Former Democratic Senate Majority Leader Tom Daschle said that several years ago John McCain came close to leaving the Republican Party and caucusing with Senate Democrats.
During Daschle’s appearance Sunday on MSNBC’s “Meet the Press,” host Tim Russert noted that Daschle said in February, “It’s true that we were once close to bringing John McCain into the Democratic caucus. There are many who can verify that.” Russert asked, “John McCain almost became a Democrat?”
Daschle answered: “Never a Democrat, but an independent. He was so angry at the way he was treated and the problems he had with the Bush administration in 2001, Tim, that he came to us and said, ‘Look, I’m seriously considering becoming an independent and caucusing with you. Let’s talk about it.’ And we did.”
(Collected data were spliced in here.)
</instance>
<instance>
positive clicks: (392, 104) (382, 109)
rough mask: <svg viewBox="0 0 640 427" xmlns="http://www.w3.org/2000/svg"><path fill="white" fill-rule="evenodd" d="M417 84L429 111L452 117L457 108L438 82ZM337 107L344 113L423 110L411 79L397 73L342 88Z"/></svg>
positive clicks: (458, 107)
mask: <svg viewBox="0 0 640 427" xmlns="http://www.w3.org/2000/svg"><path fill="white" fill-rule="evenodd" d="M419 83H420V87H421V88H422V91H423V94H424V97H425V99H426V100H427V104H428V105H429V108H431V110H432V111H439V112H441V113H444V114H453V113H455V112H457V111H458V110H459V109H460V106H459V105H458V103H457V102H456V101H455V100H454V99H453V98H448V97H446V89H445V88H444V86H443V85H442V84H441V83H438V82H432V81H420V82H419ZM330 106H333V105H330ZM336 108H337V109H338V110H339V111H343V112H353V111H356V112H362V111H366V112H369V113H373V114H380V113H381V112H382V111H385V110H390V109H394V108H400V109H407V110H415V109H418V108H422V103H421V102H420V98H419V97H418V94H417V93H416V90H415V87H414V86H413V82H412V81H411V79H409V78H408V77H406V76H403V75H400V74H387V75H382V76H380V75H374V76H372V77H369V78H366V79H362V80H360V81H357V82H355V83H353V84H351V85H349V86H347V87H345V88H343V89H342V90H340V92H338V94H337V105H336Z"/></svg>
“Aligning himself with the Democrats in the Senate?” Russert asked.
“Exactly,” Daschle replied.
McCain vied with George Bush for the GOP presidential nomination in 2000 and accused Bush supporters of running a smear campaign against him. After Bush won the election and took office, McCain broke with the administration on a number of issues.
Russert asked Daschle, who is an adviser to the Barack Obama campaign, “Then how can you run against [McCain] as a Bush third term?”
Daschle responded: “Because in the course of that period from 2001 to 2008 . . . he’s become a very ideologic advocate for the Bush policies on Iraq, on the economy, on tax policy, on domestic policy. Across the board he is espousing the Bush policies. He’s changed a lot since 2001.”
“Why?” Russert queried.
“Well, I think because he felt he needed to do that to win the nomination,” was Daschle’s response.
Daschle’s assertions came several weeks after liberal blogger Arianna Huffington claimed that she attended a dinner party after the 2000 election where she heard McCain and his wife say they did not vote for Bush.
"I voted for Bush in 2000 and 2004," McCain told Fox News when questioned about the claim. "And not only that, far more important than a vote, I campaigned everywhere in America for him."
But the Democrats insist that McCain was not happy with the Bush administration, at least during the president’s first term.
Sen. John Kerry, the Democratic nominee for president in 2004, when questioned about McCain’s interest in joining the Democratic caucus said, "It doesn't surprise me completely because his people similarly approached me to engage in a discussion about his potentially being on the ticket as vice president. So his people were active — let's put it that way."